Robots.txt Issues in Google Search Console
Hello SEOs,
I found multiple robots txt URLs in my Google search console that I didn't even create. I don't know from where GSC is fetching these URLs?
1https //example(dot)com/robots(dot)txt 2https //subdomain(dot)example(dot)com/robots(dot)txt 3http //www.example(dot)com/robots(dot)txt 4https //www.example(dot)com/robots(dot)txt 5http //example(dot)com/robots(dot)txt
The main version of my website is the first one (https //example(dot)com/robots(dot)txt). I don't know how to remove other robots txt URLs. Need help on this.
Moreover, in Google search console >> settings >> Crawl stats >> Hosts
I can see three different URLs of my site 1example(dot)com 2subdomain-example(dot)com 3www(dot)example(dot)com
The website is on WordPress. I worked on a lot of websites and never faced such issues. Can anybody tell me if these are the technical issues? The website has more than 900 pages and only 10 are indexed. Google is not crawling my site's pages. Content on the website is related to healthcare and its 100% AI-generated.
What should I do in order to make Google crawl my website and index its pages.
Hi @ahxnamc,
It sounds like you're dealing with a few common issues related to robots.txt and site configuration. Here are some key steps to fix the problem:
-
Check for Duplicate Robots.txt Files: Ensure that only one
robots.txt
file is accessible at the correct URL (e.g.,https://example.com/robots.txt
). The multiple entries might be due to your site having different versions (www, non-www, subdomain). Use 301 redirects to point all variations to the preferred version. -
Canonicalization: Set a canonical URL for your main site version (e.g.,
https://example.com
) in your site's WordPress settings and in the header of each page using a ``. -
Check Crawl Stats: In Google Search Console, check your Crawl Stats and URL Parameters settings. Ensure Googlebot can access your site’s pages without restrictions.
-
Content Quality: Since your content is AI-generated, ensure it’s original, valuable, and well-optimized. Google may struggle with low-quality or duplicate content, which could affect crawling and indexing.
-
Submit a Sitemap: Submit your XML sitemap to Google Search Console to help Google crawl and index your pages.

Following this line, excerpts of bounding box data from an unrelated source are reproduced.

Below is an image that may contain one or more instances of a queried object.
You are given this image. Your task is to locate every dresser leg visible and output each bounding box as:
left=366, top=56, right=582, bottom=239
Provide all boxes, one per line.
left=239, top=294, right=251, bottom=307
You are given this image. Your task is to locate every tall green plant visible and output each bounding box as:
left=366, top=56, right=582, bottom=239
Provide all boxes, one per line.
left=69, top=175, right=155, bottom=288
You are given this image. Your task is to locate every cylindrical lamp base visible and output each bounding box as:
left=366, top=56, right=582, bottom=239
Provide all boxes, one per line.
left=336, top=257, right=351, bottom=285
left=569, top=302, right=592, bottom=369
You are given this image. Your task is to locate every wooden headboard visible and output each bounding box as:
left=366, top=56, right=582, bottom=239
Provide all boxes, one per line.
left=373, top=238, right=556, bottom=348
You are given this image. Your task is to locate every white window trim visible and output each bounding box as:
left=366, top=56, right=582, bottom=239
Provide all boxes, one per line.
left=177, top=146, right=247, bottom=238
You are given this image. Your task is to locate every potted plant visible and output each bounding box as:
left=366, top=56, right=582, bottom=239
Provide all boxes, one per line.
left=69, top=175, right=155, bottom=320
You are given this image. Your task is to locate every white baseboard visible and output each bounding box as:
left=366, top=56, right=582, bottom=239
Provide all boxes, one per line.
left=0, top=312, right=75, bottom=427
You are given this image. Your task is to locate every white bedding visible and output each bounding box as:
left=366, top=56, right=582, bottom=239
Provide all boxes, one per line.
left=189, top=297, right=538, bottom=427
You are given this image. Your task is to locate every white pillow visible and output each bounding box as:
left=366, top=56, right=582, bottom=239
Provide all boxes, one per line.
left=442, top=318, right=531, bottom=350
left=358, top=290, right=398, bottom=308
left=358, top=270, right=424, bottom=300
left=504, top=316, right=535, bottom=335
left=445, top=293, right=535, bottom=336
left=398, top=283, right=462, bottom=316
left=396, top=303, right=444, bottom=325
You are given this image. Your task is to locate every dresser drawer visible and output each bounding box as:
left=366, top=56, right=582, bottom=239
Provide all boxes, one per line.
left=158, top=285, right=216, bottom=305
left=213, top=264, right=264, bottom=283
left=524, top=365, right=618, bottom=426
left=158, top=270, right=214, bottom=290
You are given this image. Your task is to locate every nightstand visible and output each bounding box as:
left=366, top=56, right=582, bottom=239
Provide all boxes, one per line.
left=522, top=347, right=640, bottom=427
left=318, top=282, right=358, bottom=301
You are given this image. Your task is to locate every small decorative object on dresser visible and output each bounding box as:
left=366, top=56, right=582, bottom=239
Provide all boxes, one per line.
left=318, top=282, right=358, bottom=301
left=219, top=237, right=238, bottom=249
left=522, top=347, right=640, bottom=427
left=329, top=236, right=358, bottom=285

Once you've addressed these, Google should be able to crawl and index your pages more efficiently. Let me know if you need more help!
Hi @Khaldoon Al Mubarak
Thanks for the replying.
The redirects have been placed and there is only 1 file of robots.txt added. But still, there are multiple robots.txt URLs can be seen in GSC and in Crawl stats GSC is crawling 3 URLs of the website.
1example.com 2subdomain-example.com 3www.example.com
Google has fetched the Sitemap. It's been more than 20 days, but Google is not crawling the website's pages.
Fix the canonicalization and robots.txt issues immediately. Redirect non-preferred domain versions to the preferred one. Rewrite AI-generated content to improve its quality. Regularly monitor GSC and crawl stats for changes.
Canonicalization has been done, and robots.txt is fixed. In short, everything has been done from my end.